A LOOK BACK, A LOOK AHEAD

We celebrate Duke's centennial by honoring what came before and imagining what the future holds

Tallman Trask III, executive vice president for a quarter of Duke’s century, captured a central element of Duke’s story. “Duke in fact became a great university,” he suggested, “in part because it looked like one from the start.” 

Others agreed. Coming across Duke on a driving trip not long after it was built, British author Aldous Huxley called West Campus, “The most successful essay in neo-Gothic that I know.”

A small, Southern college announced – at least architecturally, with a soaring chapel and West Campus built to mirror the gothic quadrangles of Oxford or Cambridge – its intentions to shake off its regional limitations and take its place among the great universities of the world. This shows, to say the least, ambition.

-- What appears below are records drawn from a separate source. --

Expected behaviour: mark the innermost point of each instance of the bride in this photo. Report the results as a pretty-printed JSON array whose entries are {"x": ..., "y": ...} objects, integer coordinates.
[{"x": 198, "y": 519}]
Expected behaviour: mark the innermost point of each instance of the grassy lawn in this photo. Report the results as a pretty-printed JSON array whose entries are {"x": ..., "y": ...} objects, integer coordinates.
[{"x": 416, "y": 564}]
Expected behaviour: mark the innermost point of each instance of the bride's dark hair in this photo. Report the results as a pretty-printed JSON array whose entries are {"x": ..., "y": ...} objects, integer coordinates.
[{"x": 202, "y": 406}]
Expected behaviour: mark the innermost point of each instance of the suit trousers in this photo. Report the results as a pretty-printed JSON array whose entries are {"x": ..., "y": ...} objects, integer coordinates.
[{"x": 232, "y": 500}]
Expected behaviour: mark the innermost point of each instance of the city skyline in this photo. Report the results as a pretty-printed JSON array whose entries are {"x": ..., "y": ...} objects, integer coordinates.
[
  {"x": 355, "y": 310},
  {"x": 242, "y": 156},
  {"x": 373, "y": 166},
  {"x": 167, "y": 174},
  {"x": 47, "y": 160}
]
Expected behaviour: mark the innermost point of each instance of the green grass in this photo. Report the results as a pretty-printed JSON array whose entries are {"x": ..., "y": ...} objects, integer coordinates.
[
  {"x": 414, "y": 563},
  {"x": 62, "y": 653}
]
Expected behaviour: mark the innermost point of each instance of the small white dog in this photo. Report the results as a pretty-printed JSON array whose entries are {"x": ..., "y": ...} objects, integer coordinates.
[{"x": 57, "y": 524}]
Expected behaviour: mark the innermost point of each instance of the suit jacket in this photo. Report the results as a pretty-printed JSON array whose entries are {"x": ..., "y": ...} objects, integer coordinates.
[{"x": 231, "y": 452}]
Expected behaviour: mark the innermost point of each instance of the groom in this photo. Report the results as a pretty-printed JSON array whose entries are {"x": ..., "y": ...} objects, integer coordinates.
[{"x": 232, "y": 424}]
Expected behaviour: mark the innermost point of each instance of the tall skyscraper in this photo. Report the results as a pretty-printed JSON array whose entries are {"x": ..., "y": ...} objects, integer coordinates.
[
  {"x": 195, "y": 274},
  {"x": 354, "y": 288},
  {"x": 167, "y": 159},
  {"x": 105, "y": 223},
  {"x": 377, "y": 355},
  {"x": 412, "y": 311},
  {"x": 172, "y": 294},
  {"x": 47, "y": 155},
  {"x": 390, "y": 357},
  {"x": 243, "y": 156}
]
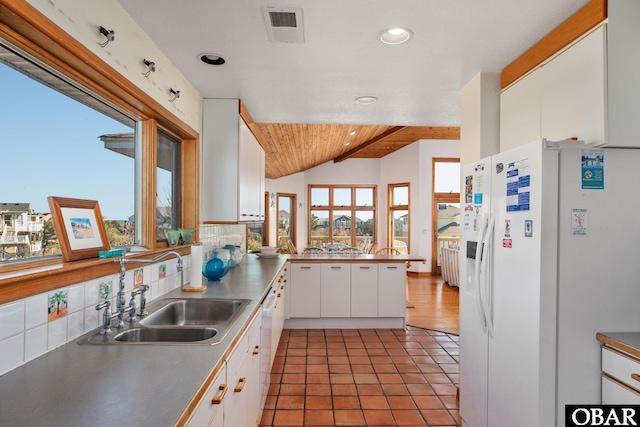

Probably no other word is so thoroughly – and so fairly – associated with Duke. “The startup university,” Richard Brodhead called it, and he was Duke president (2004-2017). Nan Keohane, Brodhead’s predecessor (1993-2004) called it “hungry, in a good way.” And of their predecessor, Terry Sanford, Sue Wasiolek ’76 M.H.A.’78 asked, “How many times has ‘outrageous ambitions’ been quoted?”

A lot. President Sanford (1970-1985) famously spoke those words in his final address to faculty in 1984. He described leaps the institution’s leaders had taken, none of them in service of becoming a part of some Ivy League or other external validator. Instead, he said, Duke advanced using “its own peculiar resources and creative capabilities.” He urged Duke to pursue clear thinking and a love of justice, to do no less than “enlarge and perpetuate the search for truth.”

“All of these goals,” he concluded, “are worthy of outrageous ambitions.” 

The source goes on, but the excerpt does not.